When former senior Vodafone executive Rob Shuter agreed to become the new group CEO at MTN, he must have known it was going to be a challenging role.
MTN, which boasts more than 230 million customers in 35 countries across Africa and the Middle East, has had a tumultuous past 18 months following a regulator's fine in Nigeria that led to the forced resignation in late 2015 of previous permanent CEO Sifiso Dabengwa. That was followed by what MTN described in its 2016 full-year financial report as "the most challenging year in the company’s 22-year history," resulting in flat revenues, a dip in operating margin and a net loss.
But Shuter's list of things to do on Day 1 probably hadn't included "finding out what the hell is going on with the South Africa business," which delivers services to nearly 31 million customers. Now it probably does.
MTN South Africa CEO Mteto Nyati, once considered a potential candidate for the Shuter's new role, has quit to take the CEO job at South African IT and electronics group Altron, where he will start on July 1.
Mteto Nyati is jumping ship just as new MTN group CEO Rub Shuter arrives.
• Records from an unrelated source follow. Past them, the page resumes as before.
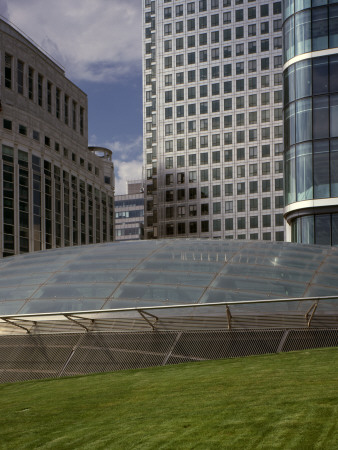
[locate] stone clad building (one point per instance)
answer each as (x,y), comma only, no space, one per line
(55,191)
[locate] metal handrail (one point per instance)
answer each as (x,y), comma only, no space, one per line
(165,307)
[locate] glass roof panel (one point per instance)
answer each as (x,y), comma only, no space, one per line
(60,305)
(24,279)
(159,293)
(276,272)
(272,287)
(17,293)
(102,265)
(76,291)
(178,265)
(166,277)
(167,272)
(221,295)
(326,280)
(12,307)
(98,276)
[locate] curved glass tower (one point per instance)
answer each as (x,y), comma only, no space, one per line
(310,33)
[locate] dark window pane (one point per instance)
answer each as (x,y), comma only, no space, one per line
(321,169)
(323,229)
(321,117)
(320,28)
(320,75)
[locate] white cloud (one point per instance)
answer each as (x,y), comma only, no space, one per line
(95,40)
(127,159)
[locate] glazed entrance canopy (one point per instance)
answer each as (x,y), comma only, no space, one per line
(164,272)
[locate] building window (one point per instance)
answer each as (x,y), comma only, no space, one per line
(20,69)
(40,89)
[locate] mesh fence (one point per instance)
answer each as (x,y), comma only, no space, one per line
(27,357)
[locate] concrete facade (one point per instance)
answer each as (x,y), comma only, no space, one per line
(55,190)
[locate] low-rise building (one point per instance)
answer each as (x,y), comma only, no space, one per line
(55,191)
(129,212)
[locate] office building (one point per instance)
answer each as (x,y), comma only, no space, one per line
(311,121)
(55,191)
(213,128)
(129,212)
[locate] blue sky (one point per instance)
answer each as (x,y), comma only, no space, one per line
(99,43)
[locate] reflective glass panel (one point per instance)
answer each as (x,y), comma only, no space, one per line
(303,32)
(321,169)
(304,171)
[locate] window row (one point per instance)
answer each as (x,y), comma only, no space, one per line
(311,30)
(293,6)
(204,209)
(203,23)
(311,77)
(215,104)
(190,76)
(204,5)
(319,229)
(66,154)
(229,225)
(252,47)
(179,60)
(239,136)
(173,195)
(239,68)
(240,119)
(215,174)
(43,92)
(311,118)
(229,155)
(216,90)
(311,171)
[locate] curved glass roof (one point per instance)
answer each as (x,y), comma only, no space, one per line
(164,272)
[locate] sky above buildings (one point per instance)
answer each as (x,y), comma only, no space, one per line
(99,44)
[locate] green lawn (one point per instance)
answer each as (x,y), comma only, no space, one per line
(289,400)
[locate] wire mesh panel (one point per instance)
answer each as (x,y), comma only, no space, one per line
(201,345)
(310,338)
(32,357)
(104,352)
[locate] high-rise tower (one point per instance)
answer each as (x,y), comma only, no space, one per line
(213,139)
(311,121)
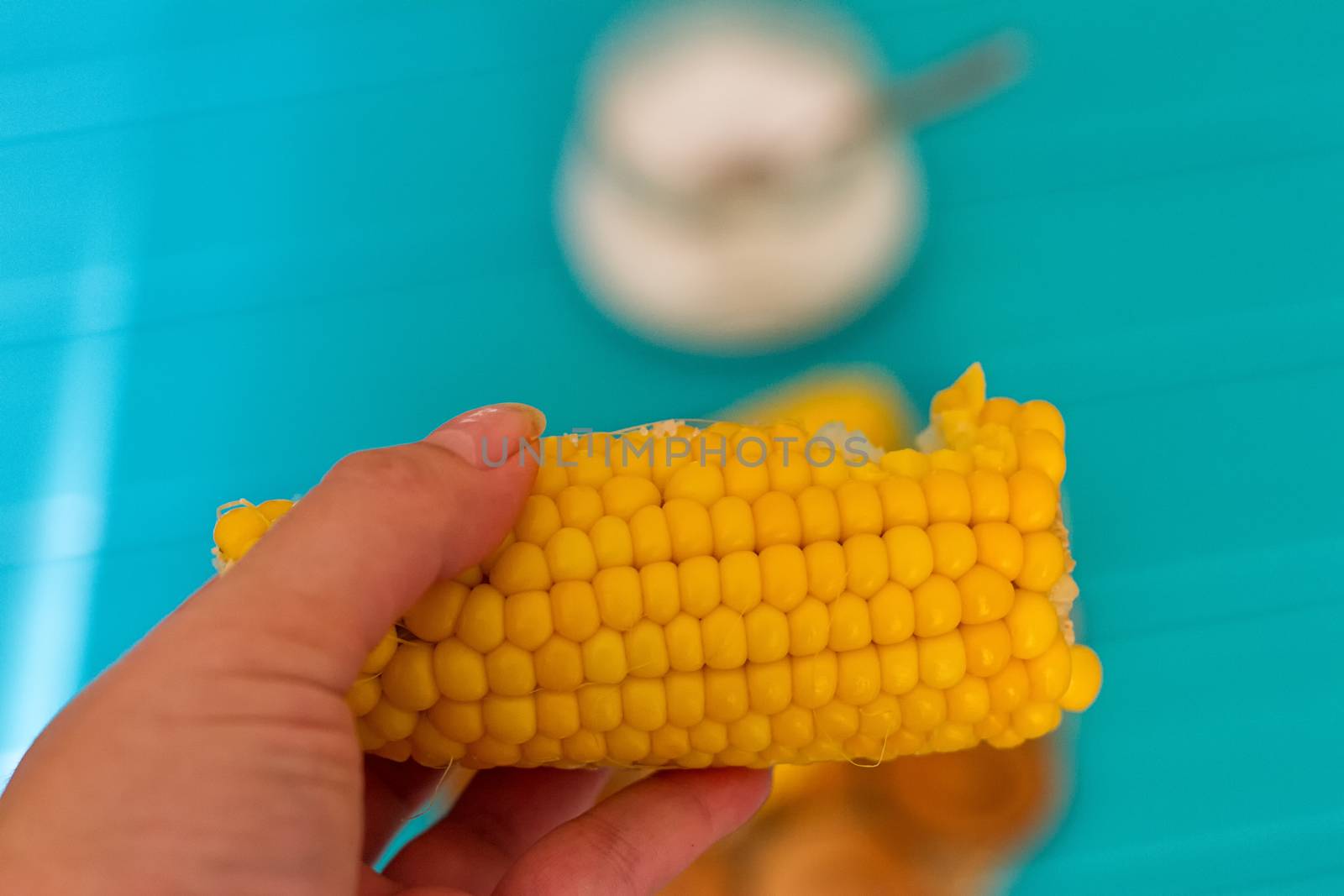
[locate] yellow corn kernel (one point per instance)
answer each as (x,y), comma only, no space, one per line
(909,555)
(689,528)
(1039,416)
(902,503)
(559,664)
(647,651)
(685,698)
(429,747)
(922,708)
(575,610)
(1042,560)
(434,616)
(813,679)
(739,580)
(604,658)
(948,496)
(999,546)
(988,647)
(685,649)
(906,463)
(644,703)
(600,707)
(1008,688)
(988,496)
(819,515)
(725,638)
(1085,680)
(766,631)
(968,700)
(580,506)
(784,575)
(510,671)
(726,694)
(1035,719)
(627,745)
(992,725)
(685,597)
(622,496)
(381,654)
(953,548)
(942,660)
(999,410)
(900,667)
(985,595)
(777,523)
(709,736)
(390,720)
(732,524)
(858,676)
(699,584)
(1032,622)
(891,614)
(460,721)
(860,510)
(409,678)
(810,627)
(669,743)
(584,747)
(702,484)
(866,557)
(612,543)
(750,732)
(521,567)
(618,600)
(649,537)
(793,727)
(850,625)
(837,720)
(1050,672)
(363,694)
(937,606)
(510,720)
(662,591)
(239,530)
(557,714)
(570,557)
(769,685)
(543,752)
(1039,450)
(827,570)
(460,671)
(1032,501)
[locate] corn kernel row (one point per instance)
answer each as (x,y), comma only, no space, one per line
(707,602)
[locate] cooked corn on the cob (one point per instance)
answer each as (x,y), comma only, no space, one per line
(738,595)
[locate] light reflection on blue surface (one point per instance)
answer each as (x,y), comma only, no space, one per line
(66,526)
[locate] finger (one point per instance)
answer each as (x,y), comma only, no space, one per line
(329,578)
(394,793)
(501,815)
(640,839)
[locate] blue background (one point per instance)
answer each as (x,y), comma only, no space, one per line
(239,239)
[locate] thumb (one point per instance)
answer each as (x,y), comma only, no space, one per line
(327,580)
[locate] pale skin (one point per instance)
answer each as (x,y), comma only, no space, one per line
(218,755)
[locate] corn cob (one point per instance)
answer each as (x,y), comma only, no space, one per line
(734,595)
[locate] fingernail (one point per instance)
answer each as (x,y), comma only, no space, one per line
(490,436)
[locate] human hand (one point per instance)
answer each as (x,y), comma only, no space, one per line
(218,755)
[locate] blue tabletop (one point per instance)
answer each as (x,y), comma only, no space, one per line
(241,241)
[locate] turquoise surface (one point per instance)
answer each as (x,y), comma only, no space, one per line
(239,239)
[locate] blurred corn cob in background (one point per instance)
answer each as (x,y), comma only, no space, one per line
(745,604)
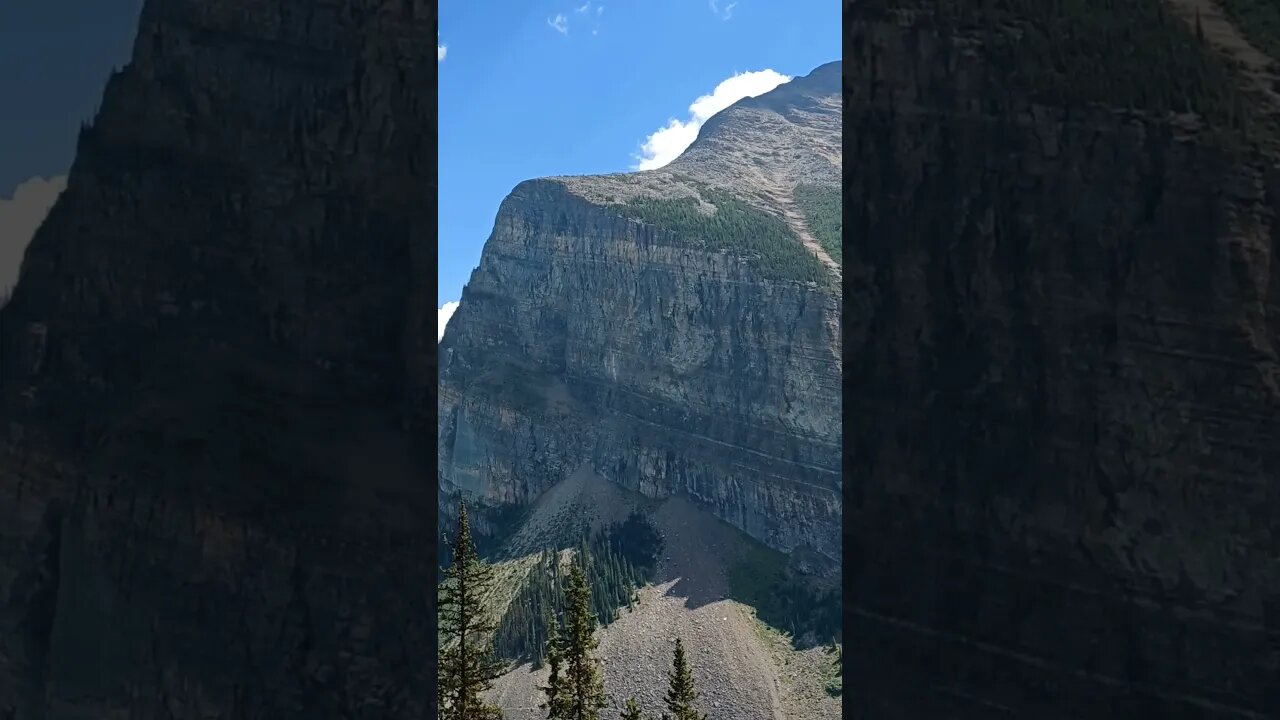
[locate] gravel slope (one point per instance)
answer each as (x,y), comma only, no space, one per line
(743,670)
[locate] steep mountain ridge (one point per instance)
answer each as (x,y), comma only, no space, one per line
(630,323)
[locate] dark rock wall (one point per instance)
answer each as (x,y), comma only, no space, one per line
(214,367)
(585,337)
(1063,436)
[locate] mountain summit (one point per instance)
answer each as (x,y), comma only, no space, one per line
(676,331)
(664,346)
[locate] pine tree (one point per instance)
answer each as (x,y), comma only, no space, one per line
(631,711)
(466,664)
(680,688)
(557,697)
(584,679)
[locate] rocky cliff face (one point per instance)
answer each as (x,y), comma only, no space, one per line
(663,358)
(1064,318)
(210,502)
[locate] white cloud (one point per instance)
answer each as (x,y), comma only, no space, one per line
(442,318)
(19,218)
(667,142)
(727,13)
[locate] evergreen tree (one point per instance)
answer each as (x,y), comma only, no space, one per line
(631,710)
(557,697)
(680,688)
(466,664)
(584,679)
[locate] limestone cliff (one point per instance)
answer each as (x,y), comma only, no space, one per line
(209,501)
(676,329)
(1064,317)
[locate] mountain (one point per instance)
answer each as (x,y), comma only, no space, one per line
(213,372)
(624,323)
(666,345)
(1063,256)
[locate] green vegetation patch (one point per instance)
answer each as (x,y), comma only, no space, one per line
(764,240)
(822,209)
(782,600)
(611,577)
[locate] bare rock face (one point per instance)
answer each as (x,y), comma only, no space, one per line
(1064,484)
(667,360)
(210,377)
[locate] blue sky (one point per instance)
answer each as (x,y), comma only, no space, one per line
(551,87)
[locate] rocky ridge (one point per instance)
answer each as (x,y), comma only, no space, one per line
(590,336)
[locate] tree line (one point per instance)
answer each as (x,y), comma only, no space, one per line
(575,687)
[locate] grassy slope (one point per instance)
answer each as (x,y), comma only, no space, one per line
(763,238)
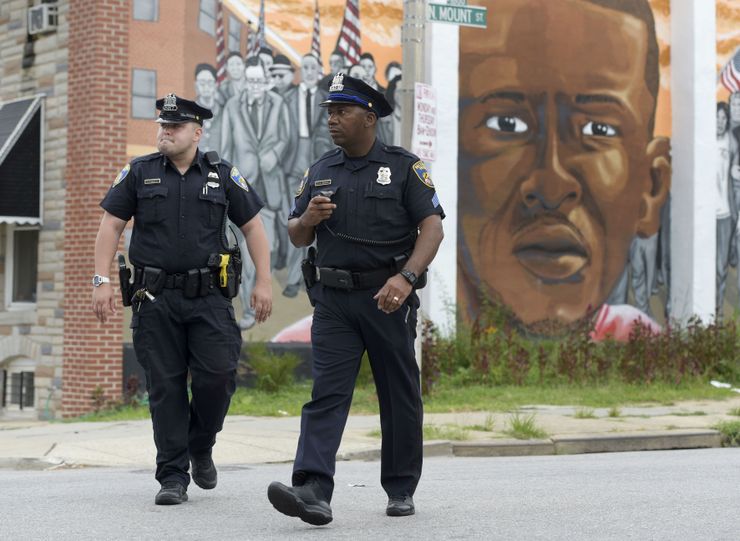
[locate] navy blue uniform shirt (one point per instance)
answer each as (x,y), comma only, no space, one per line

Officially, Nyati's final day at MTN South Africa is March 13: He will be replaced by Godfrey Motsa, currently vice president of MTN's South and East Africa operation (which excludes South Africa).
Karl Toriola, vice president of MTN West and Central Africa (WECA), will take responsibility for the South and East Africa region until a permanent replacement for Motsa is appointed.
New CEOs usually arrive and then shake up the top level management team: Shuter may find he just needs to calm the waters at MTN and set the corporate ship back on a steady path, rather than stir things up.